Le personnage principal, Arthur Bowman, est une grande réussite. Taciturne, brisé, touchant, il est profondément humain et on fait corps 700 pages durant avec ce qu’il vit. Le récit est violent à bien des égards, le héros est marqué par chaque évènement comme un écho infini à ces deux années de torture dont son corps portera toujours les stigmates. Le destin n’a de cesse de le ramener à ce qui s’est passé en Birmanie, et au fond, Bowman cherchera une forme de rédemption.

Il y a du suspens puisqu’il s’agit de retrouver un meurtrier mais là n’est pas selon moi l’attrait principal du roman.

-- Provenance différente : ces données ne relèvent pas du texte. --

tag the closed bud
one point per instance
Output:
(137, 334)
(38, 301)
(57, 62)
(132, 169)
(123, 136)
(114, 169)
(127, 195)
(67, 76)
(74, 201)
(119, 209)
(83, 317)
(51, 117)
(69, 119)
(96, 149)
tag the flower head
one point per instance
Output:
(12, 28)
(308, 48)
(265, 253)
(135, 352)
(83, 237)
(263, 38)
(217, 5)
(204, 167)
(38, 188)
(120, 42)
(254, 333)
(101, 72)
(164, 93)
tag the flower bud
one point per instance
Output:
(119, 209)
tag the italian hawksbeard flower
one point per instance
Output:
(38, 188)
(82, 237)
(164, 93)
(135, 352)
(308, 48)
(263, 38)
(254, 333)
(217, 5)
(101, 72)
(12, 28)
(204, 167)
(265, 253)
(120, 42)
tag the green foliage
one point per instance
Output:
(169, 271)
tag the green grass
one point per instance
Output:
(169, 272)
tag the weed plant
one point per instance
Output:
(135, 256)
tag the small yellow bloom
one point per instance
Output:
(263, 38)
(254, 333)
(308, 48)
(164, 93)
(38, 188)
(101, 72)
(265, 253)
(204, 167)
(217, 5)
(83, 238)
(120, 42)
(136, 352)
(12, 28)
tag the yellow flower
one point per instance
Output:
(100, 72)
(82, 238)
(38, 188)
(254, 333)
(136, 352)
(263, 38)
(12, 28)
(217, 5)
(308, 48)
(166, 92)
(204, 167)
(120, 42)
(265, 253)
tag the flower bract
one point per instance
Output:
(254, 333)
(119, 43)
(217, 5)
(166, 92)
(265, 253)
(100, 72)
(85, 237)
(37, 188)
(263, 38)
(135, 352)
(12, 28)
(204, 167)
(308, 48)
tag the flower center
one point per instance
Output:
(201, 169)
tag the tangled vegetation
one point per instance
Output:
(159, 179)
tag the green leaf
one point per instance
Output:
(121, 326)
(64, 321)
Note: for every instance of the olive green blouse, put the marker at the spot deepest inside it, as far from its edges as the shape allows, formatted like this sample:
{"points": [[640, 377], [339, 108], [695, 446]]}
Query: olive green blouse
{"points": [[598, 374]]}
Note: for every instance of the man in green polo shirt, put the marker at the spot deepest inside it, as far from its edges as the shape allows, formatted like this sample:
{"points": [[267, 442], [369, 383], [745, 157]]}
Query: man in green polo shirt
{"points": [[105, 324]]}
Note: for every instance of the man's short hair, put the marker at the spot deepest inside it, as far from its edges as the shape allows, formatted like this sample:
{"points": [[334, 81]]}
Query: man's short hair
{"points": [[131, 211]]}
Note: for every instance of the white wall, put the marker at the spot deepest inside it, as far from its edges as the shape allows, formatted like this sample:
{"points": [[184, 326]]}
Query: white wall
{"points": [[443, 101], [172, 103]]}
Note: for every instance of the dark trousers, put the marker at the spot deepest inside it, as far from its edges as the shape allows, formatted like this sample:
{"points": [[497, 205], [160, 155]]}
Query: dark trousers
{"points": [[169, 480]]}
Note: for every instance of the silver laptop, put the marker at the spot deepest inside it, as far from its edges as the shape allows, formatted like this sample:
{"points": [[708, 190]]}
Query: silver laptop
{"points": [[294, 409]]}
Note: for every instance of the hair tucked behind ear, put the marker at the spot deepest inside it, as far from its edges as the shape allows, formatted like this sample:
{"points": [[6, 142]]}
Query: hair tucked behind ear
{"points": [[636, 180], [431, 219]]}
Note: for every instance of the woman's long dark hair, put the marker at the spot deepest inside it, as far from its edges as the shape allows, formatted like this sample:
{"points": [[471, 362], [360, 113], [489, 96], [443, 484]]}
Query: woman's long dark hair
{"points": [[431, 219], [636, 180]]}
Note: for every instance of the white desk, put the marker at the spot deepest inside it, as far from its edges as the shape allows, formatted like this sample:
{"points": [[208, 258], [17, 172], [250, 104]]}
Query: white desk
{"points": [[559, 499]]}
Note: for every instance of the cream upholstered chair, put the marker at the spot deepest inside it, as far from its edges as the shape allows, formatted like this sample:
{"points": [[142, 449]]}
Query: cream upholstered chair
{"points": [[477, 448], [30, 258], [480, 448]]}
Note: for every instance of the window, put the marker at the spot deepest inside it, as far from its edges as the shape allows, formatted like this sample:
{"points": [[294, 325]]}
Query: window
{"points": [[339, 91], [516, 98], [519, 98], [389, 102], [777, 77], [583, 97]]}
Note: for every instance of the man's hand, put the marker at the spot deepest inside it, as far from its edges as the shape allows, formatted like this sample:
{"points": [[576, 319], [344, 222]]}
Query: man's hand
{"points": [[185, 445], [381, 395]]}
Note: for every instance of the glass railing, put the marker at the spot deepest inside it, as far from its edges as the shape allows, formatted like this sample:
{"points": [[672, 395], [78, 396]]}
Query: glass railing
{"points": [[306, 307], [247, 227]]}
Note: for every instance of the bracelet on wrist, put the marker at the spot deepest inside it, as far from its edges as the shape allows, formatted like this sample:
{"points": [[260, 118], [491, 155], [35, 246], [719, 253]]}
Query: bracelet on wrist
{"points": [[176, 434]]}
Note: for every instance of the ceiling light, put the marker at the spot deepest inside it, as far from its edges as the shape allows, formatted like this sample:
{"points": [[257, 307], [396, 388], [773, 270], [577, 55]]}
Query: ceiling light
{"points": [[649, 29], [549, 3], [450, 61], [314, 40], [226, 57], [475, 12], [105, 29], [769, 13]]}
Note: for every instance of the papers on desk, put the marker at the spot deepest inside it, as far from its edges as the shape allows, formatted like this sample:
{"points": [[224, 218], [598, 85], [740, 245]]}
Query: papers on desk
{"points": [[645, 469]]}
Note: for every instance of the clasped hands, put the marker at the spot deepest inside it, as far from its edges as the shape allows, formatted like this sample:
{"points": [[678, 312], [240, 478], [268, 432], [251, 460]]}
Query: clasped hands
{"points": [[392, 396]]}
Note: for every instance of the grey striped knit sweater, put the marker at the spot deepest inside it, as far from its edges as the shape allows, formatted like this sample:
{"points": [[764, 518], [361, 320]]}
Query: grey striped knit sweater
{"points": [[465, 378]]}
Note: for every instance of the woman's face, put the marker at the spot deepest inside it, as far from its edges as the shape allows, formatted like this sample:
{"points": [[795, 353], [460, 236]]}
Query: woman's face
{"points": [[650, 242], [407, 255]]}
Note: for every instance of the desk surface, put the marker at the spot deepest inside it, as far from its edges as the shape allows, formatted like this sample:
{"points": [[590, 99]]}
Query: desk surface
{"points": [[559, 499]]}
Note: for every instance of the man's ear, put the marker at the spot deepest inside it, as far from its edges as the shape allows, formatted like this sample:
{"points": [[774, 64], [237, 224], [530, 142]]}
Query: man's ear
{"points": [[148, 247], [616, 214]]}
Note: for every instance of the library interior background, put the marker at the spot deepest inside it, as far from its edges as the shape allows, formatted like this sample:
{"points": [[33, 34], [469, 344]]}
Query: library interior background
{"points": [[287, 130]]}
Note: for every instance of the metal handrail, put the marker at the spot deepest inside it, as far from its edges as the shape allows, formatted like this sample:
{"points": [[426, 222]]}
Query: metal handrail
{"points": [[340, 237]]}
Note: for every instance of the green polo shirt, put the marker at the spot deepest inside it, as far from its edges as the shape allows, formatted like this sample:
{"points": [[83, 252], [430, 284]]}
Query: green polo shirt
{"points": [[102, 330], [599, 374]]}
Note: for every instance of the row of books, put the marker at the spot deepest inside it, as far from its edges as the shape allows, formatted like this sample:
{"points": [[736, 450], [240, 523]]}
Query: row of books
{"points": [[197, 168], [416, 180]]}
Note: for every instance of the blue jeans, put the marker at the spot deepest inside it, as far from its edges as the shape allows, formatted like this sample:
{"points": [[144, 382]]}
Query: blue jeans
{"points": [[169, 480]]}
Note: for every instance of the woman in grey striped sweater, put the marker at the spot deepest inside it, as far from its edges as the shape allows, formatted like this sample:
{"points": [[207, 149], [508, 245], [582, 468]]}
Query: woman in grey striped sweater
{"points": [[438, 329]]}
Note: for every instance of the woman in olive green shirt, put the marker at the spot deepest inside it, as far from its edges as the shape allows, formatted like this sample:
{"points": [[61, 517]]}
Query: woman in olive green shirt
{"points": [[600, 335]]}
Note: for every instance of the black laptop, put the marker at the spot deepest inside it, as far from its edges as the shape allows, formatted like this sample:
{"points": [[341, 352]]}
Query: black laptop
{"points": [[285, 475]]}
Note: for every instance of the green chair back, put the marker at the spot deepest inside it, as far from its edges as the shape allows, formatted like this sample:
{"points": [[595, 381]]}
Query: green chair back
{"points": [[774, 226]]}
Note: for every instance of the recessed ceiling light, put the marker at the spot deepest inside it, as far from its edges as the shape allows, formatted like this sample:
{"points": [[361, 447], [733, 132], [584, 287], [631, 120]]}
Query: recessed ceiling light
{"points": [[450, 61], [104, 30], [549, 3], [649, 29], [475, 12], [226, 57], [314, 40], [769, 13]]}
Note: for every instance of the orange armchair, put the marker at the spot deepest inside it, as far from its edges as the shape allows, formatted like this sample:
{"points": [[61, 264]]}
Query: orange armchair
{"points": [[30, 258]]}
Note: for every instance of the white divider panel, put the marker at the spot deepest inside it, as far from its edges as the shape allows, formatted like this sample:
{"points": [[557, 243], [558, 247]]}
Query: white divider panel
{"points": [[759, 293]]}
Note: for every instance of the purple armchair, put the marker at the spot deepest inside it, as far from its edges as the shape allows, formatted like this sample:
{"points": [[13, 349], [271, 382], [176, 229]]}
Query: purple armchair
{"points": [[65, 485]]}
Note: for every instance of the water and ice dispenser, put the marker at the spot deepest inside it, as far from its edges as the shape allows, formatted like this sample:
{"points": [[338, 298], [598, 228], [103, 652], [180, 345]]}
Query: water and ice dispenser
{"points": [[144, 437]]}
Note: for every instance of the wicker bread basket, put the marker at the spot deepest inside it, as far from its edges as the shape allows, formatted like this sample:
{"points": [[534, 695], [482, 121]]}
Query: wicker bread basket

Le chemin est bien plus important que l’atteinte du but, tant au sens littéral au vu des voyages proposés par l’auteur, qu’au sens métaphorique de la transformation psychologique qui attend notre héros.


Je vous encourage vivement à embarquer pour ce voyage, je vous garantis le dépaysement, d’autant que le grand roman d’aventure est plutôt rare de nos jours, alors foncez.


Publié par Lux

Harry Potter, J. K. Rowling


J'ai eu envie de lire la saga d'Harry Potter dix ans après la sortie du dernier tome. J'avais vu les huit films mais la lecture ne me disait rien, d'une part parce que je croyais ne pas aimer la fantasy, d'autre part parce que par principe je n'aime pas aimer ce que tout le monde aime.

Et bien, Harry Potter a réussi à mettre à mal ces deux convictions !

La publication des sept livres s'étale sur dix ans. Pour celles et ceux qui ne connaissent pas cette saga (si ça existe…), c'est l'histoire d’un enfant, orphelin, qui découvre le jour de son onzième anniversaire qu'il est un sorcier. Son éducation va donc se faire dorénavant à Poudlard, école mythique de sorcellerie, où il va vivre en compagnie de ses amis et ennemis. Mais Harry Potter n'est pas un élève comme les autres, il devra affronter des épreuves et faire face à la magie noire et au mal incarné par « celui-dont-on-ne-doit-pas-prononcer-le-nom ».

Ce qui est fantastique dans ces livres c'est l'ambiance de Poudlard. C'est un cocon douillet et chaleureux, qui malgré les péripéties reste l'endroit sécure où nous avons tous envie d'être. J. K. Rowling a réussi à donner vie à cet endroit, à ses recoins, et lire les passages où les personnages y sont m'a fait l'effet d'un tranquillisant. Je me sentais bien, rassurée et en sécurité.

Les personnages sont aussi très travaillés, bien que l'intrigue générale oppose le bien et le mal, eux, sont en nuances. Chacun a ses petites failles et son caractère bien trempé ce qui m'a fait aimer d'autant plus Dumbledore, Hermione, Sirius et bien sûr Rogue !

Le monde magique qu'elle a créé est aussi merveilleux. J'avais peur en lisant de la fantasy que tout soit fantasque et que la magie soit un prétexte pour expliquer des évènements qui, sans elle, ne pourraient pas avoir de fondement. J'avais tort, en tout cas concernant HP. J’ai trouvé que la magie était un élément supplémentaire de décor, elle rajoute de la consistance à l'histoire mais n'appauvrit jamais le sens. Il y a le propre langage magique qui est très fin, porte à sourire et qui surtout nous ouvre les portes de ce monde et nous donne la sensation d'y appartenir.

Les histoires sont toutes bien ficelées, je ne me suis jamais ennuyée grâce à des intrigues intelligentes et retorses. Mon seul bémol est l'écriture des deux premiers tomes qui est simpliste et enfantine, mais je ne peux m'en prendre qu’à moi-même, j'avais qu'à commencer comme tout le monde y a 10 ans…

Bref, je n'aimais pas (ou croyais ne pas aimer) la fantasy et grâce à Harry Potter mon champ des possibles s’est élargi. Je croyais être unique en ne me laissant pas avoir par la mode et au final je suis comme tout le monde (ou presque) et je le revendique : j'aime Harry Potter.